Di origini iberiche, anche se la sua famiglia vantasse antiche origini umbre, Marco Ulpio Traiano fu il primo provinciale assurto ai fastigi imperiali, segnando la fine della supremazia italica in Senato e nell’esercito, inaugurando la tendenza a preferire alla guida dell’Impero uomini provenienti dalle classi dirigenti provinciali. Il processo di “romanizzazione” dell’Occidente era ormai un fatto compiuto; l’Italia perdeva progressivamente il proprio prestigio rispetto alle altre regioni dell’Impero, e le nuove aristocrazie si dimostravano sempre più vicine agli interessi dei ceti medi in ascesa.

M. Cocceio Nerva. Denarius, Roma 97 d.C. AR. 3,26 g. Dritto: Imp(erator) Nerva Caes(ar) Aug(ustus) P(ontifex) M(aximus) tr(ibunicia) pot(estate). Testa laureata dell’imperatore voltata a destra.

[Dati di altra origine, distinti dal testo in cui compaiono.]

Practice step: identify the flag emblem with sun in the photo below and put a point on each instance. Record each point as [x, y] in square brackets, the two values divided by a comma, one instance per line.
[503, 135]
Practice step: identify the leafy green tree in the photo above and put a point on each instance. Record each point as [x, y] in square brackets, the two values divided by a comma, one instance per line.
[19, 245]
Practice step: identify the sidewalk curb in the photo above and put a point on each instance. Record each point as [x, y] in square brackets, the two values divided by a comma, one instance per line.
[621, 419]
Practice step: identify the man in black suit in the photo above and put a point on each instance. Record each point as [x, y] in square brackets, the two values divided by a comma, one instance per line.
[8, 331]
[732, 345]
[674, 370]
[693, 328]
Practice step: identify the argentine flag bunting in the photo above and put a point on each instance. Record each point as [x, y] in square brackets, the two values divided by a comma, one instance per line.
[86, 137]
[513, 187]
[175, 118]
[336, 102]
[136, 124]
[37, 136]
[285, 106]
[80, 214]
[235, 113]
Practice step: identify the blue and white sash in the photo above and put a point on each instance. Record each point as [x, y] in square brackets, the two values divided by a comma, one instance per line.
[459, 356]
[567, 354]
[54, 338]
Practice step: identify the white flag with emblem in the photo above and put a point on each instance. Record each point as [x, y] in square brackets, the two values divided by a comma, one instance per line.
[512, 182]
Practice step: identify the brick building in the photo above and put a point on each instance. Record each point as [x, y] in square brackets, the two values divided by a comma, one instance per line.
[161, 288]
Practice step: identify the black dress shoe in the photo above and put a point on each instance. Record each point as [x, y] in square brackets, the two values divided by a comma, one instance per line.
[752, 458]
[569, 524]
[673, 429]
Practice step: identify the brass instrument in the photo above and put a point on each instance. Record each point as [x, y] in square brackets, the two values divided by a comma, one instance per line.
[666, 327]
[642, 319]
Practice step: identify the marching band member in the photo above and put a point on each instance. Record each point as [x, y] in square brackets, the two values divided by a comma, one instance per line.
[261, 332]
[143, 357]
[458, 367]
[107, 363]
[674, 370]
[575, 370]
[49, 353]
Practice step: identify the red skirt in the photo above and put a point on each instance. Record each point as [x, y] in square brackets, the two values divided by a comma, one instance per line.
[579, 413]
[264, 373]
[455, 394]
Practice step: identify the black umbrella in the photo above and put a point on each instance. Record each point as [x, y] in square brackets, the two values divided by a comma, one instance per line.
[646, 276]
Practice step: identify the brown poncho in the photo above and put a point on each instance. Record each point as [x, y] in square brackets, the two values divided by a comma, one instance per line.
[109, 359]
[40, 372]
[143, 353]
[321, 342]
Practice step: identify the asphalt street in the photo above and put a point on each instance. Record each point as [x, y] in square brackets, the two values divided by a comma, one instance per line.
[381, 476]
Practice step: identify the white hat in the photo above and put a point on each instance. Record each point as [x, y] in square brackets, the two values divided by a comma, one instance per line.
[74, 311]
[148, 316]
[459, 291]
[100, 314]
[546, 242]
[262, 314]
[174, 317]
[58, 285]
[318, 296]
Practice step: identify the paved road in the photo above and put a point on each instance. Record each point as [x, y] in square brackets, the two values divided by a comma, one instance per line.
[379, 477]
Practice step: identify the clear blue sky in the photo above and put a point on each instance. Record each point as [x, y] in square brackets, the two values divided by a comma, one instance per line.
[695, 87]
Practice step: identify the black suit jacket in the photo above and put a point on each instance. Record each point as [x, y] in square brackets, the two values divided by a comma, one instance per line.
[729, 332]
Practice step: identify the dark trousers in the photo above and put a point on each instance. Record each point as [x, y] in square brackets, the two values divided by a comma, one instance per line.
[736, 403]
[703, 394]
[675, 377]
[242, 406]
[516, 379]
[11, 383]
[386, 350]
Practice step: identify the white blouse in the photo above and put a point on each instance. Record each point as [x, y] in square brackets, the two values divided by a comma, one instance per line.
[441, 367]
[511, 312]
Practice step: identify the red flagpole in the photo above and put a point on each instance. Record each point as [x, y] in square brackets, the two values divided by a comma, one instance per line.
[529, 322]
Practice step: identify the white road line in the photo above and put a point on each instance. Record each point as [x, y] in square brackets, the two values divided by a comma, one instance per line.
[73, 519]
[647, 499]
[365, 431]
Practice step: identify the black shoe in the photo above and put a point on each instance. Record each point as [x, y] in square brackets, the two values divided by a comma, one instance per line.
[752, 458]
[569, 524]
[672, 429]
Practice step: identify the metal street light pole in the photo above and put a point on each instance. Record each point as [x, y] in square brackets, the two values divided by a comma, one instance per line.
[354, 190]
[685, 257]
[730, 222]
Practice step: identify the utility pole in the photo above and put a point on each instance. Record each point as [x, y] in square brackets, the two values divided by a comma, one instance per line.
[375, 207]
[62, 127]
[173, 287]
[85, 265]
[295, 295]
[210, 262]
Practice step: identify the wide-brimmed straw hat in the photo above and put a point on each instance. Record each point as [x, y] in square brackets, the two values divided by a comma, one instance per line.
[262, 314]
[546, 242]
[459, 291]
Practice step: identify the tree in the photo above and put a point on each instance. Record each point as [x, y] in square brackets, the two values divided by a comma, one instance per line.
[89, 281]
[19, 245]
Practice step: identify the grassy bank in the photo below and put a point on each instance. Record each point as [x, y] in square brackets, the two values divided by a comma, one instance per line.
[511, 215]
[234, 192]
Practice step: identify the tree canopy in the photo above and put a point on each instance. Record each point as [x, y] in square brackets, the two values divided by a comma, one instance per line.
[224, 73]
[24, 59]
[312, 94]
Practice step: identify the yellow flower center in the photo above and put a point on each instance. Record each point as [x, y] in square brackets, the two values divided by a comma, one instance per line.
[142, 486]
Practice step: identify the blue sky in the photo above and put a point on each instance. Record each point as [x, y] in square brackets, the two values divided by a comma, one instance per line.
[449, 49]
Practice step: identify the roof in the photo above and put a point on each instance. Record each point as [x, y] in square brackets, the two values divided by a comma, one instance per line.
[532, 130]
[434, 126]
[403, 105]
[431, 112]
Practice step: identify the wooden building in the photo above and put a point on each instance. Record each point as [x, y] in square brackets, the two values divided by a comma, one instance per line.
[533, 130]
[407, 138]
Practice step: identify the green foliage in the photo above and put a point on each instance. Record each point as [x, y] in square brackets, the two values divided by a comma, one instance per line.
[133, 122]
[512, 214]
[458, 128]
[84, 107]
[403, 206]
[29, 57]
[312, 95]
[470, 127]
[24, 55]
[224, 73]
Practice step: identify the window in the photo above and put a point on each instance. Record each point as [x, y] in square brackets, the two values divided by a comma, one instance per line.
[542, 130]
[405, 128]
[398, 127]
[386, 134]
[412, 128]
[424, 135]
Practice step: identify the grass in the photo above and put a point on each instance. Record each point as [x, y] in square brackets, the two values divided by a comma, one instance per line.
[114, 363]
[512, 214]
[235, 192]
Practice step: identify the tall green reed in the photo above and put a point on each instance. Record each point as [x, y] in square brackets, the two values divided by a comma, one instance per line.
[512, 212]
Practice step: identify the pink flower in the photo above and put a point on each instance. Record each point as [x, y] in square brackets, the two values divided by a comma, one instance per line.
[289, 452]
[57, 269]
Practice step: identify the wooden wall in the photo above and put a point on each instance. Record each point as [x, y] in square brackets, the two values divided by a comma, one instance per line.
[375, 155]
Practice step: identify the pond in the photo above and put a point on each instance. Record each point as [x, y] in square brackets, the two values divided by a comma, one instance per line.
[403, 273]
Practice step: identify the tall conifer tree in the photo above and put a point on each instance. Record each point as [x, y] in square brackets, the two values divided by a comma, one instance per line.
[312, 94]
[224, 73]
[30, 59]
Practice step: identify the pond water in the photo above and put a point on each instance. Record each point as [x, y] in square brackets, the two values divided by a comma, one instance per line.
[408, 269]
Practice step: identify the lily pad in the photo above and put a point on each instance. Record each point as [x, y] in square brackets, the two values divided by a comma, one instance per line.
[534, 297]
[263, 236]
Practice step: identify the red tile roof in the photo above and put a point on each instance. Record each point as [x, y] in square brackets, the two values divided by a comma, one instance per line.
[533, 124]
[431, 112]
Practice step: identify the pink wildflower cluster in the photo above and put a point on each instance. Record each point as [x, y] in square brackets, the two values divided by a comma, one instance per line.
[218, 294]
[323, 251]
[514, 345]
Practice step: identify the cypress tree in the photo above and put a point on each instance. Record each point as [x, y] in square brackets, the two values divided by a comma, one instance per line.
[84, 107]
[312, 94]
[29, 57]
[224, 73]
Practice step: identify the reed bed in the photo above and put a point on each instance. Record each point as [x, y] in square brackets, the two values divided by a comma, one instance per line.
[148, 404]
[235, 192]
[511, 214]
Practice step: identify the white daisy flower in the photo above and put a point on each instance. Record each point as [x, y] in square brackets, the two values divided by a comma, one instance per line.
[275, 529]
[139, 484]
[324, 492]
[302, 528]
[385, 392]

Dopo gli eccessi di Domiziano, Traiano ripropose il modello del princeps che, primus inter pares, operava al servizio della res publica; inoltre, egli cercò una nuova intesa tra il principato e l’ideale tradizionale della libertas, fondata sul riconoscimento della funzione e dei privilegi delle classi dirigenti, e sull’adesione di queste al buon governo dell’imperatore.

2.2. L’espansionismo militare di Traiano

Quando seppe dell’adozione imperiale, Traiano non ebbe fretta di raggiungere Roma, ma preferì potenziare le misure di sicurezza: sostituì la tradizionale guardia del corpo imperiale (i corporis custodes) con 500 (e poi 1000) equites singulares, selezionati con cura dalla cavalleria ausiliaria (il pretorio, invece, continuò a essere prevalentemente composto da italici); privilegiò l’attività militare, rinverdendo una politica di conquiste in grande stile, accantonata dai tempi di Augusto.

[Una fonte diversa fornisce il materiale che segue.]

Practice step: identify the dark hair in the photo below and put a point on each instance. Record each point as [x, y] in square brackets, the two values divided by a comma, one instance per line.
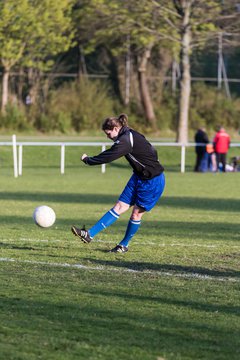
[110, 123]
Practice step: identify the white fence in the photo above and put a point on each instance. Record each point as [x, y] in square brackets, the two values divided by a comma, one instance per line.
[18, 151]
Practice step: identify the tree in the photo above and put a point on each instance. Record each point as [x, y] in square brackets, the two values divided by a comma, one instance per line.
[195, 22]
[31, 31]
[121, 27]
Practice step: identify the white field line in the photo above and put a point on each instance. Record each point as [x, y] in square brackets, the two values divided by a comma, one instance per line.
[112, 242]
[185, 275]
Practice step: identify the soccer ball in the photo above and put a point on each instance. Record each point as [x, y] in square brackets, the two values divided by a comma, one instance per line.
[44, 216]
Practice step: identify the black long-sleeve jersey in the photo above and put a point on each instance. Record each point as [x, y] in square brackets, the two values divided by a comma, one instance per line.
[140, 154]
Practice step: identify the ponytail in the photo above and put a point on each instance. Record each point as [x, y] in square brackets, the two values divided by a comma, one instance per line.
[123, 119]
[110, 123]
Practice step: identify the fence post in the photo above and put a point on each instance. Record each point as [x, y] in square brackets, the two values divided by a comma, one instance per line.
[183, 151]
[15, 164]
[20, 148]
[62, 158]
[103, 165]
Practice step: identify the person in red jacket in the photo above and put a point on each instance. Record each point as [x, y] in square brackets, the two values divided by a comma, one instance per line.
[221, 143]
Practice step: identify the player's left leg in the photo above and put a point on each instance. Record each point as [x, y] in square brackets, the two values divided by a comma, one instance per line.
[147, 194]
[132, 227]
[106, 220]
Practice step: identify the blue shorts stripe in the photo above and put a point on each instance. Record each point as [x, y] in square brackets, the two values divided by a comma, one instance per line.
[143, 193]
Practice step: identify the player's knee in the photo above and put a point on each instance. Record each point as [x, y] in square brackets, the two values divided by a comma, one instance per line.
[120, 207]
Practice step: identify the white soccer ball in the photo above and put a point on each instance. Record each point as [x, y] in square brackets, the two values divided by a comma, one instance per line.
[44, 216]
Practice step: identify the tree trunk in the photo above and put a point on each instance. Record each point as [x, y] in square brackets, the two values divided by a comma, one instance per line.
[185, 85]
[5, 80]
[144, 89]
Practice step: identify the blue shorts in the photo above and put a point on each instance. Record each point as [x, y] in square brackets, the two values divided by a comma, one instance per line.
[143, 193]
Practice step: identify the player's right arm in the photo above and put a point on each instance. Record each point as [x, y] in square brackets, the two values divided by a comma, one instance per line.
[120, 148]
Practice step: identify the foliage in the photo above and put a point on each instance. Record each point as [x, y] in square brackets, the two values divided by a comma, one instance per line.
[175, 295]
[78, 106]
[14, 118]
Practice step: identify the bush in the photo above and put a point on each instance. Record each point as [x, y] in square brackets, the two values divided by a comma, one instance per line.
[14, 118]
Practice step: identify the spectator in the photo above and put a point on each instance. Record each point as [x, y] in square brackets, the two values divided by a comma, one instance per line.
[200, 138]
[221, 143]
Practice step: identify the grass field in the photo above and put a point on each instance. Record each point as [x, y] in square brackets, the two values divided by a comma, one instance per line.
[174, 295]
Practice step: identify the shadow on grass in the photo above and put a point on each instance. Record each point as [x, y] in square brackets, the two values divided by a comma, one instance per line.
[176, 201]
[156, 230]
[175, 269]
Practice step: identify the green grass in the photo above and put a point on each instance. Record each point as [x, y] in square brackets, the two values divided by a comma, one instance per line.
[174, 295]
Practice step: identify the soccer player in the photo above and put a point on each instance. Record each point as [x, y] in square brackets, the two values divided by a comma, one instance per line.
[143, 189]
[221, 143]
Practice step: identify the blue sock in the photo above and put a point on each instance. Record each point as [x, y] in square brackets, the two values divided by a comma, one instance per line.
[108, 219]
[132, 228]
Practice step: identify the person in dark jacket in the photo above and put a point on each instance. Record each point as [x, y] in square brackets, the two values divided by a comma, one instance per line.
[221, 143]
[143, 189]
[201, 139]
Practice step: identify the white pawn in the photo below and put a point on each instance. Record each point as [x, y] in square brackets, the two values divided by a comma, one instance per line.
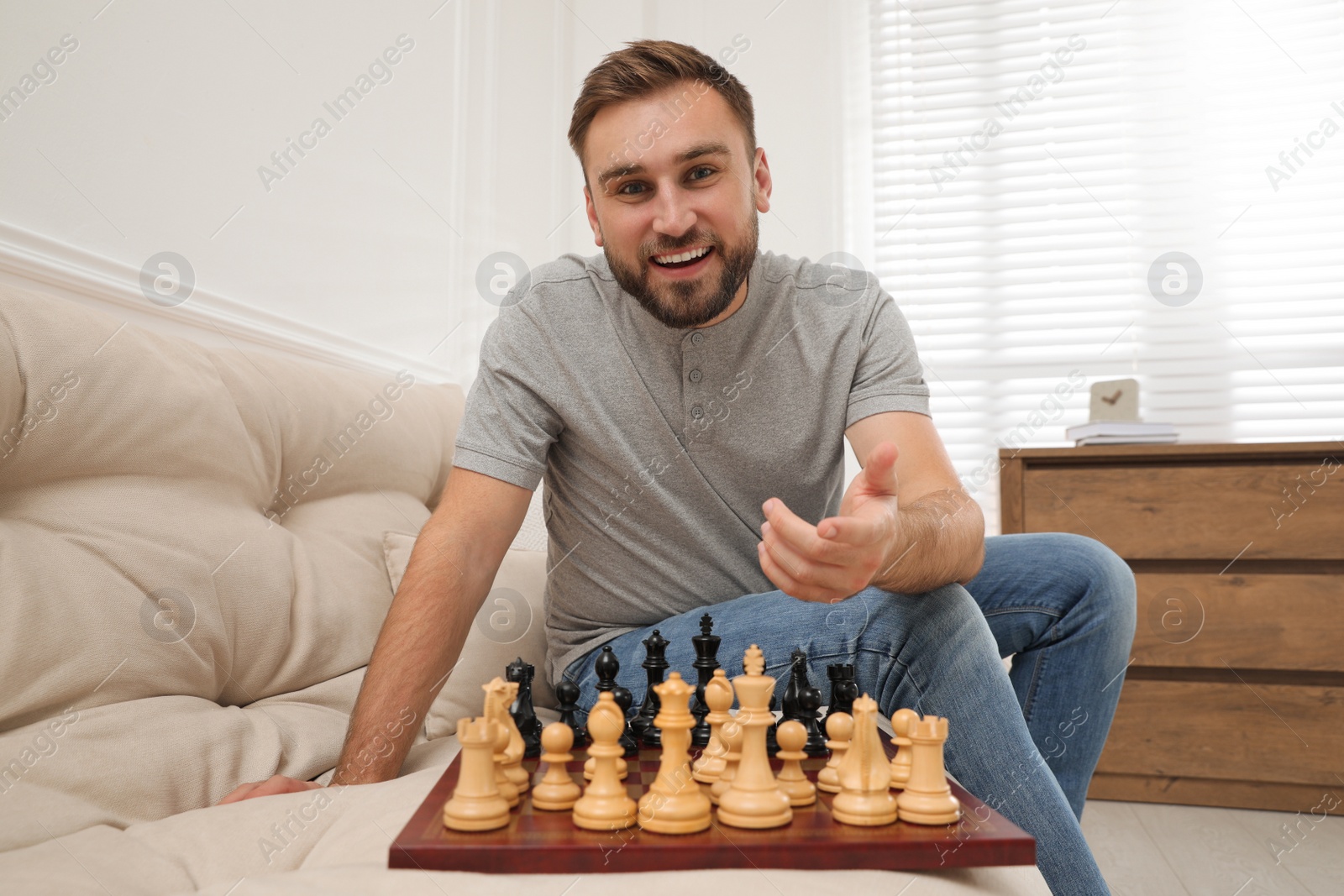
[792, 736]
[557, 792]
[900, 762]
[718, 698]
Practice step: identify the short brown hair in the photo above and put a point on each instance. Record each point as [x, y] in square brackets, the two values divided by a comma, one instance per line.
[649, 66]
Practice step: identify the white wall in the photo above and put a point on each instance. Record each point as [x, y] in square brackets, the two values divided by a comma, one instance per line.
[151, 136]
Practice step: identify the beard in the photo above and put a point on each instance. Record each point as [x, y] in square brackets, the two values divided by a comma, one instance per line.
[685, 304]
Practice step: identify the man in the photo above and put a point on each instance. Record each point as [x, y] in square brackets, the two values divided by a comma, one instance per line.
[685, 396]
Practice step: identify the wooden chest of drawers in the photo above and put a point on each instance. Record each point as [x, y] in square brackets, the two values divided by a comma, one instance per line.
[1236, 691]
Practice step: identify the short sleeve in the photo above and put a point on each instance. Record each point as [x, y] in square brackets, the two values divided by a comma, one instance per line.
[889, 375]
[508, 426]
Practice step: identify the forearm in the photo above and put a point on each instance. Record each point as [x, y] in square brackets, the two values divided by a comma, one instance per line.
[420, 642]
[942, 540]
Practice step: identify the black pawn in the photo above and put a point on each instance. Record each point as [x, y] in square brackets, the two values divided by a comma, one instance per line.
[844, 689]
[810, 700]
[655, 664]
[568, 694]
[706, 661]
[606, 667]
[624, 699]
[797, 681]
[523, 712]
[772, 746]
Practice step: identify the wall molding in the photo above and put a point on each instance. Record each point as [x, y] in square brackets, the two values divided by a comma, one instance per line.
[71, 271]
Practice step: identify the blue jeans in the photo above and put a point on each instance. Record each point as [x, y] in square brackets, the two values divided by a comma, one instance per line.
[1062, 604]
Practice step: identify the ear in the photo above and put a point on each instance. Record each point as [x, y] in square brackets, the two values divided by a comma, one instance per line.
[591, 214]
[761, 175]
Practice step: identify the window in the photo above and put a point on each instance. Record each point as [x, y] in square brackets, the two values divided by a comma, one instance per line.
[1032, 164]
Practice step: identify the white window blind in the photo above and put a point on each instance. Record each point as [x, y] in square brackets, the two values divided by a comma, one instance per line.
[1032, 160]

M. Ulpio Traiano. Busto con paludamentum del tipo Decennalia, marmo, c. 108. Venezia, Museo Archeologico Nazionale.

Sotto Traiano, perciò, l’Impero riprese la sua espansione militare, raggiungendo la massima estensione con una serie di conquiste, destinate però a rivelarsi in gran parte effimere. Il nuovo slancio della politica militare fu determinato, al di là delle motivazioni occasionali che scatenarono i singoli conflitti, dall’aggravarsi della crisi economica e finanziaria, che imponeva l’acquisizione di nuove risorse da sfruttare. Una guerra si imponeva su tutte: quella di rivincita su Decebalo, re dei Daci, che aveva umiliato Domiziano e Roma. Il casus belli fu offerto dalla pressione esercitata ai confini settentrionali, lungo il corso del medio e basso Danubio: fatto che richiese l’intervento immediato dei Romani; in realtà, il vero obiettivo di Traiano era quello di assicurare all’Impero il controllo dei ricchi giacimenti auriferi che il territorio dacico custodiva.

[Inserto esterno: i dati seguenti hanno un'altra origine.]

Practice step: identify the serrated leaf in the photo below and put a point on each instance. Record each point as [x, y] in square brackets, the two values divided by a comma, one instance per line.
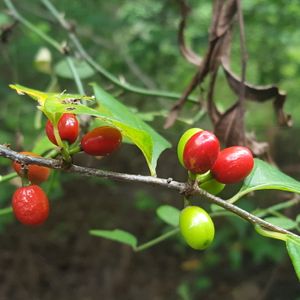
[111, 111]
[42, 96]
[42, 145]
[155, 143]
[293, 248]
[266, 177]
[117, 235]
[283, 222]
[83, 69]
[169, 214]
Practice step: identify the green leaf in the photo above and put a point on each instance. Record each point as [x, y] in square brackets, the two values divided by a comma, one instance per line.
[111, 112]
[283, 222]
[117, 235]
[266, 177]
[83, 69]
[169, 214]
[150, 142]
[42, 96]
[293, 248]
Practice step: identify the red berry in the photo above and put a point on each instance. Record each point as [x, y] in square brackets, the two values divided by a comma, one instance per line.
[36, 174]
[68, 128]
[101, 141]
[30, 205]
[233, 164]
[201, 152]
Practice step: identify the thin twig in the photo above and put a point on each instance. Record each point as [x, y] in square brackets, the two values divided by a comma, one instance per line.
[97, 67]
[76, 76]
[167, 183]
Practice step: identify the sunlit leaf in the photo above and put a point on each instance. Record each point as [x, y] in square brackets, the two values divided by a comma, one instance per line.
[293, 248]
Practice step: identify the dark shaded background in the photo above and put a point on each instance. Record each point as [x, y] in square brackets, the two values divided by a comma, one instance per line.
[137, 40]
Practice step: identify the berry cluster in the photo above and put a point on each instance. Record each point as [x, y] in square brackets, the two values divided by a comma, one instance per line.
[30, 203]
[199, 152]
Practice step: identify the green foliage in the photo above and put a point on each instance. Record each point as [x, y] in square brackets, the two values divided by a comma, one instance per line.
[169, 214]
[266, 177]
[293, 247]
[84, 70]
[110, 111]
[282, 222]
[148, 140]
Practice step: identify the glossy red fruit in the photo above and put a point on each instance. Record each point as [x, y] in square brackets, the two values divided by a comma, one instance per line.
[101, 141]
[201, 152]
[233, 165]
[36, 174]
[30, 205]
[68, 128]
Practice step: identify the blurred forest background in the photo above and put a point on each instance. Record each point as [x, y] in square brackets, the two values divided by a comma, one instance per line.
[137, 42]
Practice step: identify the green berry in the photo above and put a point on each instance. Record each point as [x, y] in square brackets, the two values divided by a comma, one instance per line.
[197, 227]
[183, 140]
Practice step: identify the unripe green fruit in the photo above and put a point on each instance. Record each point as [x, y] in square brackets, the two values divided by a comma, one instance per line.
[183, 140]
[196, 227]
[212, 186]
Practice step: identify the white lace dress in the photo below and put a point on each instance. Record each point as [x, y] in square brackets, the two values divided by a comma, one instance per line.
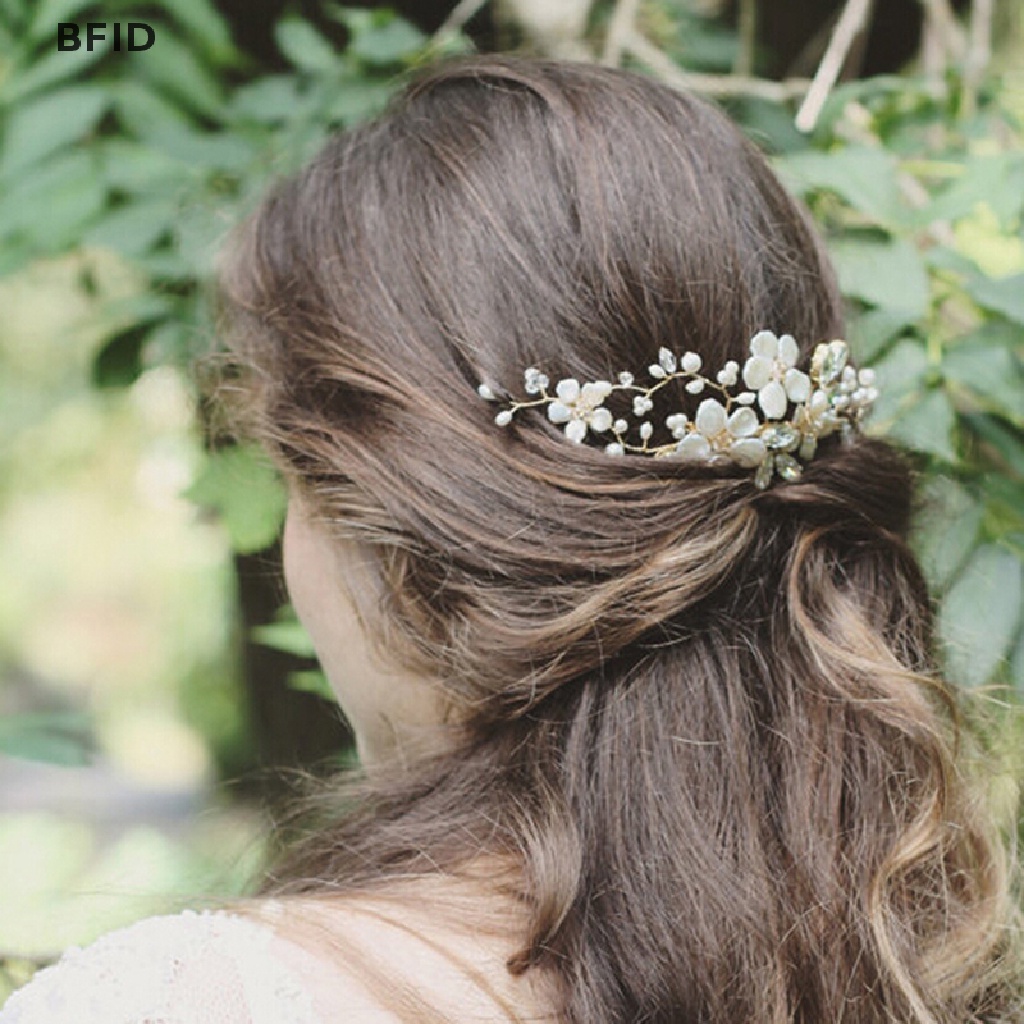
[192, 968]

All’inizio del II secolo l’esercito romano contava ormai un effettivo di trenta legioni, per un totale stimato di 180.000 uomini, tra i reparti legionari, quasi tutti di provenienza provinciale, e oltre 200.000 auxilia. Traiano poté, dunque, disporre di una forza armata davvero considerevole.

Arco di Traiano. Arco celebrativo, fornice unico, pietra calcarea, opera quadrata e marmo pario, c. 114-117. Benevento.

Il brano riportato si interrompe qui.